High Availability Database


#1

Original use cases are in https://github.com/ManageIQ/manageiq/issues/42

Another use case is automatic database maintenance (e.g., re-indexing) without need for a DBA. A mirrored database can be taken offline for automated maintenance and then brought back online. This can be done round-robin with all the database instances participating in the mirroring.

Let’s use this forum to discuss the approach and come up with a design that we can implement.


#2

@dillaman A few thoughts on the details of the HA and rubyrep that occurs in manageiq after a short discussion with @Fryguy (keep me honest if I missed something):

  • The Database Synchronization role should allow failover of the “rubyrep” replication worker. Even though only one worker is run per region, multiple appliances could be configured to take over if this worker dies.

  • The PostgreSQL adapter we use for Rails contains database retry logic in the event of a connection temporarily going away. This code is found here. If the connection goes down and we get a known “retry-able” exception, rubyrep may just pickup with the HA server when HA kicks in. The rubyrep process via the “Database Synchronization” worker role may or may not need to be restarted depending on the state of its “connection” object, if we can automatically fix the connection, and if the latency of PG HA and our retry logic doesn’t time it out first. If things just work, the rubyrep process should be able to pick up any pending changes records in the new database.

  • The rubyrep tables such as rr##_pending_changes, rr##_logged_events, rr##_sync_state, where ## is the region number, should be monitored with HA as we may or may not want non-rubyrep HA to replicate them. Note, some of these tables reside in the master or slave db. Am I missing some tables?

  • Housing the primary database outside of an appliance for HA adds latency and needs to be evaluated as the rubyrep process should be kept to the appliance with the least latency to the database.


#3

Hi @chessbyte and @jrafanie

Can you review attached pdf diagram and comment ?

manageiq-vmware-hawan.pdf (121.2 KB)

  • This is a one-active-miq WAN HA design for two datacenters connected with not-so-fast WAN link.
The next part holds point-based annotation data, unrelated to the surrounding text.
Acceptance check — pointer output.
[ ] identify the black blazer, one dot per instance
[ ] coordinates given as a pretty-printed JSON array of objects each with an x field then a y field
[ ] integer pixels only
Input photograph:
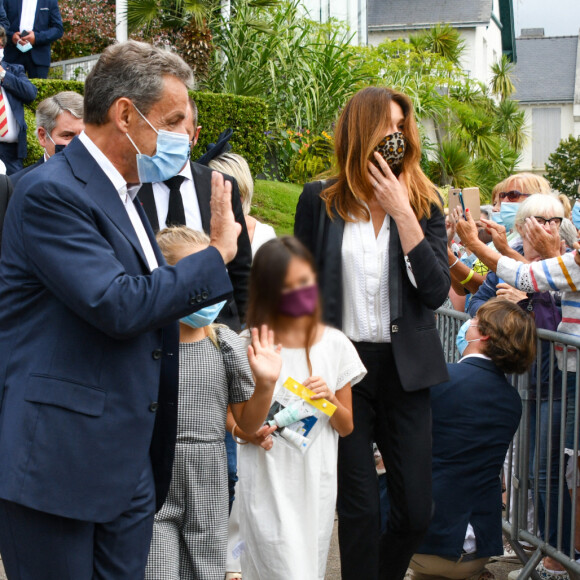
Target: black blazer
[
  {"x": 415, "y": 340},
  {"x": 5, "y": 194},
  {"x": 239, "y": 267}
]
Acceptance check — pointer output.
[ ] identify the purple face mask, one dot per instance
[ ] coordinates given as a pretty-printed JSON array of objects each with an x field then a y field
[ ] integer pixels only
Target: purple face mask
[{"x": 299, "y": 302}]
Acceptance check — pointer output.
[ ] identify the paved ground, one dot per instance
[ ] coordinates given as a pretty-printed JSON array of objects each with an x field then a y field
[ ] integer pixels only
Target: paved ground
[{"x": 500, "y": 569}]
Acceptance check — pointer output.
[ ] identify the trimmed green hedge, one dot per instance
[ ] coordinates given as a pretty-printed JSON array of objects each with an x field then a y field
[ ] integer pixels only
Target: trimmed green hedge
[{"x": 247, "y": 116}]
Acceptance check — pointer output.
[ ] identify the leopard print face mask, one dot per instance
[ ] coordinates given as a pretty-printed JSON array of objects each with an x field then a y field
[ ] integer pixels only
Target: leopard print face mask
[{"x": 392, "y": 148}]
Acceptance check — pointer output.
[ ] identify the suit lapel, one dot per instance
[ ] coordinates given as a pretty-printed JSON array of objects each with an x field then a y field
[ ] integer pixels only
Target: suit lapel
[
  {"x": 482, "y": 363},
  {"x": 395, "y": 282},
  {"x": 202, "y": 184},
  {"x": 147, "y": 199},
  {"x": 332, "y": 261},
  {"x": 100, "y": 189}
]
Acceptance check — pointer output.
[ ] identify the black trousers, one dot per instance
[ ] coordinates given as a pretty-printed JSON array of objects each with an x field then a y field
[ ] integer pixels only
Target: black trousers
[{"x": 400, "y": 423}]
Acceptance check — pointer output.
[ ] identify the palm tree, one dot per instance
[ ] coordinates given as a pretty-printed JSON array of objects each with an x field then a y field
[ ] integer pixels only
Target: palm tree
[{"x": 501, "y": 82}]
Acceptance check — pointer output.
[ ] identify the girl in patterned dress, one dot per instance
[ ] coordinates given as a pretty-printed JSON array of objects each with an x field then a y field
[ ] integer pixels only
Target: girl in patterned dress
[
  {"x": 215, "y": 369},
  {"x": 286, "y": 498}
]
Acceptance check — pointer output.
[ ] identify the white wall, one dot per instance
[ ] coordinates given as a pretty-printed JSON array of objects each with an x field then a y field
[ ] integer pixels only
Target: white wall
[{"x": 482, "y": 47}]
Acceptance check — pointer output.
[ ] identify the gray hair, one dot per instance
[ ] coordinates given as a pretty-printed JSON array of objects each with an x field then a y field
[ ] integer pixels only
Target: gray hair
[
  {"x": 49, "y": 109},
  {"x": 539, "y": 204},
  {"x": 236, "y": 166},
  {"x": 134, "y": 70}
]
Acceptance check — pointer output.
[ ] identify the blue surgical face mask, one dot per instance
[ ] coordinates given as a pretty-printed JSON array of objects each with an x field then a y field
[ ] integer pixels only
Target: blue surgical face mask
[
  {"x": 171, "y": 155},
  {"x": 508, "y": 213},
  {"x": 203, "y": 317},
  {"x": 461, "y": 341},
  {"x": 576, "y": 215}
]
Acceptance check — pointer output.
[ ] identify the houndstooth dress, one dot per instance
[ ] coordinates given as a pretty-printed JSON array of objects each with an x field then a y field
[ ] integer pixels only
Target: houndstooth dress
[{"x": 190, "y": 531}]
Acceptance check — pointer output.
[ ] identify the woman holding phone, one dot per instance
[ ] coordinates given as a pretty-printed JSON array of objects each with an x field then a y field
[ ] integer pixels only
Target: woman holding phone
[{"x": 378, "y": 234}]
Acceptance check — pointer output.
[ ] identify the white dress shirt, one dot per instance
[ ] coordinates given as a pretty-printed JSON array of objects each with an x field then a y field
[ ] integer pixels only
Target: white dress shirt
[
  {"x": 28, "y": 15},
  {"x": 127, "y": 195},
  {"x": 366, "y": 311},
  {"x": 189, "y": 196}
]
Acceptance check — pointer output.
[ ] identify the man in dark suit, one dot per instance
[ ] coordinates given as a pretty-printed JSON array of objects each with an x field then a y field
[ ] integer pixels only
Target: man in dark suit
[
  {"x": 469, "y": 446},
  {"x": 188, "y": 204},
  {"x": 34, "y": 26},
  {"x": 58, "y": 120},
  {"x": 5, "y": 194},
  {"x": 89, "y": 333},
  {"x": 17, "y": 91}
]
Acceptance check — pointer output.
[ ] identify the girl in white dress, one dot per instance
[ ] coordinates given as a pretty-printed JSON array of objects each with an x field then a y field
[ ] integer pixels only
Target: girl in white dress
[{"x": 286, "y": 498}]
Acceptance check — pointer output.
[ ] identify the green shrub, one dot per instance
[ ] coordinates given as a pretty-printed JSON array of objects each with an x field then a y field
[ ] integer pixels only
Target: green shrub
[{"x": 246, "y": 116}]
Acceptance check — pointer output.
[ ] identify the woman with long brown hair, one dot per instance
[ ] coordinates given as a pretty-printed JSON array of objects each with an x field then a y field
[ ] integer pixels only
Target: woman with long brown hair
[{"x": 378, "y": 235}]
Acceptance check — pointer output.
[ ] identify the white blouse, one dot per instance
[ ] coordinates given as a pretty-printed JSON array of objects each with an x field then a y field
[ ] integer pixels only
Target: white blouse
[{"x": 366, "y": 312}]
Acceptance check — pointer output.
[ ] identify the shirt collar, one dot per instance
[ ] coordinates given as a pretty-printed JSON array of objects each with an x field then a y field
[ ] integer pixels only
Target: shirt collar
[{"x": 109, "y": 169}]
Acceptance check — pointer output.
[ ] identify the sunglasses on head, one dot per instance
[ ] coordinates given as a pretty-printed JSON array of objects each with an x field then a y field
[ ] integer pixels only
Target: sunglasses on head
[{"x": 512, "y": 195}]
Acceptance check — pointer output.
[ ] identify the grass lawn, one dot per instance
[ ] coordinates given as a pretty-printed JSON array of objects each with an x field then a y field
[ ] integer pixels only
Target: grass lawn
[{"x": 274, "y": 203}]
    • All components (packmaker,corosync and drbd8) are well tested/understood open-source software.
    • We will have to write OCF agent script to allow pacemaker to start/stop/status evmserverd.
    • postgressql and httpd ocf agent for pacemaker are available
    • Configure postresql data partition to write to shared /dev/drbd0 between miq01 and miq02.
  • For WAN HA to be successful, WAN bandwidth need to be fast enough to handle postresql’s disk write rate.

    • I haven’t try drbd-proxy yet, but looks like it can buffer/compress drbd disk sync between two D.C.s.
    • Need to measure miq’s disk write metrics using sar.
  • Same architecture can be for LAN HA, ie miq01 and miq02 in same DC.

    • LAN HA most likely will work since no WAN bandwidth concern.

#4

@tjyang Interesting. I’m quite unfamiliar with pacemaker setup or architecture, mainly high level diagrams with very little hands on experience. I haven’t used corosync or drbd8 at all.

ManageIQ and postgresql are moving toward logical replication, pglogical for pg 9.x versions, then with postgresql itself when it’s included in pg 10.

@gtanzillo @carbonin Can probably provide better suggestions or comments here.

Thanks,
Joe


#5

@tjyang Oops, I misread your post. Sorry about that. I believe others have used pacemaker for HA although I’m not sure of any recommendations related to your architecture. Maybe others have hands on experience with latency and the various tools you mentioned.